Bernardino Partenio, che in realtà si chiamava Bernardino Franceschini, nacque a Spilimbergo in Friuli, dove era già attiva dalla metà del Trecento una scuola di grammatica, aperta anche alle famiglie più povere. Imparò i primi rudimenti nel suo paese natale sotto l'allora maestro della scuola, Pietro Leoni, quindi proseguì i suoi studi a Venezia alla scuola privata di Giovanni Battista Egnazio e infine a Bologna sotto Romolo Amaseo. Rientrato in patria, insegnò per alcuni anni presso la scuola locale, quindi nel 1538 fondò l'Accademia Parteniana, che rimase attiva fino al 1543. L'Accademia era in realtà una sorta di collegio, finanziato dal conte Adriano di Spilimbergo, padre della celebre pittrice Irene. Il collegio, che aveva sede nel palazzo degli Spilimbergo, intendeva promuovere l'insegnamento del greco, del latino e dell'ebraico (un vero e proprio collegium trilingue), al fine di permettere la lettura dei testi sacri nella loro lingua originale. Alla cattedra di ebraico fu chiamato Francesco Stancaro (ca. 1501-1574), che già allora propendeva per posizioni teologiche piuttosto eterodosse (cfr.
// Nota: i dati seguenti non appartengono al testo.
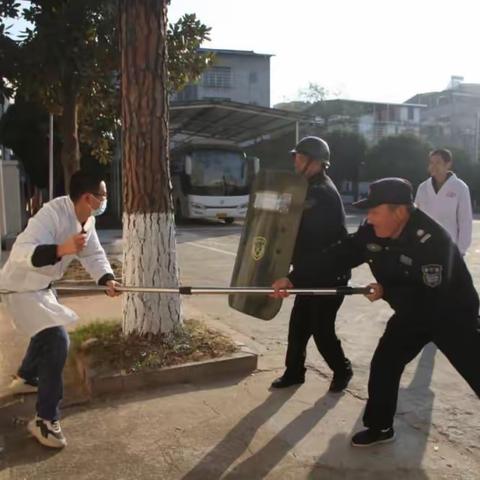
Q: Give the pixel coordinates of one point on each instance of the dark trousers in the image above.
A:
(44, 360)
(405, 336)
(314, 315)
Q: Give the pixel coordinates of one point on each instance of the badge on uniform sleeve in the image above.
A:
(432, 275)
(374, 247)
(258, 248)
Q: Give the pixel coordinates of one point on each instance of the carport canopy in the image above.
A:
(235, 122)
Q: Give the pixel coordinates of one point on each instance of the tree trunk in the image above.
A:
(148, 221)
(70, 155)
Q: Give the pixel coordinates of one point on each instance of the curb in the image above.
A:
(240, 363)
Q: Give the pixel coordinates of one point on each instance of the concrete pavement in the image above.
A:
(238, 429)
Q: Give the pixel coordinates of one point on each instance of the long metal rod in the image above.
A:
(210, 290)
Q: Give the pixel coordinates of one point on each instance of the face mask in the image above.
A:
(101, 209)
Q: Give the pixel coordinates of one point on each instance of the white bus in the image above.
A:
(211, 181)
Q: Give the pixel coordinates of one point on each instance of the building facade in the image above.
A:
(452, 117)
(373, 120)
(236, 75)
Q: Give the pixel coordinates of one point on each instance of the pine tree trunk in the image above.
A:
(148, 222)
(70, 153)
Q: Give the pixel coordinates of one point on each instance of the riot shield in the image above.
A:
(268, 239)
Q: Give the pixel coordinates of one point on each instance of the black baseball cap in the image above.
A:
(393, 190)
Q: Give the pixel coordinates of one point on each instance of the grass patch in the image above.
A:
(108, 348)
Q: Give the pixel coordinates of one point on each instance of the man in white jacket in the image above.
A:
(446, 199)
(63, 229)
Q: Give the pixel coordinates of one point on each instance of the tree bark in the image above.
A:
(70, 154)
(148, 221)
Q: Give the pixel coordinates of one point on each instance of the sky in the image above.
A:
(374, 50)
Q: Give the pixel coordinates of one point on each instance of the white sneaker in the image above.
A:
(19, 386)
(47, 433)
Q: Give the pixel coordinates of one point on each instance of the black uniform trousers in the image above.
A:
(457, 336)
(314, 315)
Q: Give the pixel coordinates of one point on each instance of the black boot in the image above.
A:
(341, 379)
(287, 381)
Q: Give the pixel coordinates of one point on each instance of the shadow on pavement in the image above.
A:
(396, 461)
(264, 461)
(238, 439)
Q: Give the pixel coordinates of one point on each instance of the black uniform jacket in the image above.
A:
(323, 222)
(422, 272)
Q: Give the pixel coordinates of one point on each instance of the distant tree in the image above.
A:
(348, 152)
(68, 62)
(24, 128)
(398, 156)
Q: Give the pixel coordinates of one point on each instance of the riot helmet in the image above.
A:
(315, 148)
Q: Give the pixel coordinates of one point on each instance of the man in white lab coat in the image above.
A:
(62, 230)
(446, 199)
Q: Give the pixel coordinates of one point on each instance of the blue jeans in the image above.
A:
(44, 360)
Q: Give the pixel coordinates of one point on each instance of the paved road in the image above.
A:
(237, 429)
(434, 399)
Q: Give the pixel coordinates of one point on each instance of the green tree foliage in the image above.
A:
(68, 62)
(24, 128)
(398, 156)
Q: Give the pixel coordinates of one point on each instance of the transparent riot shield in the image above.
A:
(268, 239)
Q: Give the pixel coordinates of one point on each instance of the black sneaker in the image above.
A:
(47, 433)
(284, 382)
(340, 381)
(369, 437)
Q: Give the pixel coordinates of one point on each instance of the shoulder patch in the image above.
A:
(425, 238)
(432, 275)
(374, 247)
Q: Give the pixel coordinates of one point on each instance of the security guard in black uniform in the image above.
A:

A. Cuna, L'ideale umanistico-rinascimentale del «trilinguis homo» e l'insegnamento dell'ebraico a Spilimbergo, in: “Bernardino Partenio e l'Accademia di Spilimbergo 1538-1543. Gli statuti, il palazzo”, a cura di C. Furlan, Venezia, 2001, pp. 144-153). Questo approccio religioso di grande apertura, che sosteneva anche la predicazione dei laici, incontrò la resistenza delle autorità religiose, proprio negli anni in cui si andava riorganizzando la Santa Inquisizione. La fine dell'Accademia, i cui statuti furono pubblicati nel 1540, fu probabilmente causata dai suddetti problemi religiosi e dalla morte del conte Adriano (1541), nella cui biblioteca furono rinvenute opere di eretici italiani (F. Brucioli, B. Ochino, F. Zorzi) e protestanti stranieri (Lutero, Erasmo, U. von Hutten, A. Osiander, Margherita di Navarra) (cfr. U. Rozzo, La biblioteca di Adriano di Spilimbergo e gli eterodossi in Friuli (1538-1542), in: “Metodi e Ricerche”, n.s., VIII, 1989, I, pp. 29-62).

Dopo la chiusura dell'accademia, il Partenio fu chiamato ad insegnare alla scuola veneziana dell'Egrazio. Nel 1545 l'amico e sodale Paolo Manuzio pubblicò del Partenio la Pro lingua latina oratio. Dopo Venezia, Partenio insegnò per un po' ad Ancona, quindi si trasferì a Vicenza, dove nel 1554 fondò una nuova Accademia Parteniana, la quale si riuniva a Villa Cricoli, già appartenuta a G.G. Trissino, per insegnare il greco ed il latino con un approccio meno marcatemante religioso rispetto all'esperienza precedente. Dopo il 1560 fece ritorno a Venezia, dove insegnò greco alla Marciana e latino presso il Collegio dei Notai. Fra i suoi allievi figura quel Fabio Paolini, che prenderà il suo posto nella cattedra di greco. Nel 1579 pubblicò la raccolta dei suoi Carmina. Morì a Venezia nel 1589 (cfr. U. Rozzo, Per una bibliografia di Bernardino Partenio, in: “Bernardino Partenio e l'Accademia di Spilimbergo 1538-1543. Gli statuti, il palazzo”, a cura di C. Furlan, Venezia, 2001, pp. 31-51).

Edit 16, CNCE26304; Weinberg, op. cit., p. 1138; A. Cuna, Le opere di Bernardino Partenio: contributo per una bibliografia, in: “Op. cit.”, p. 164, nr. 4a.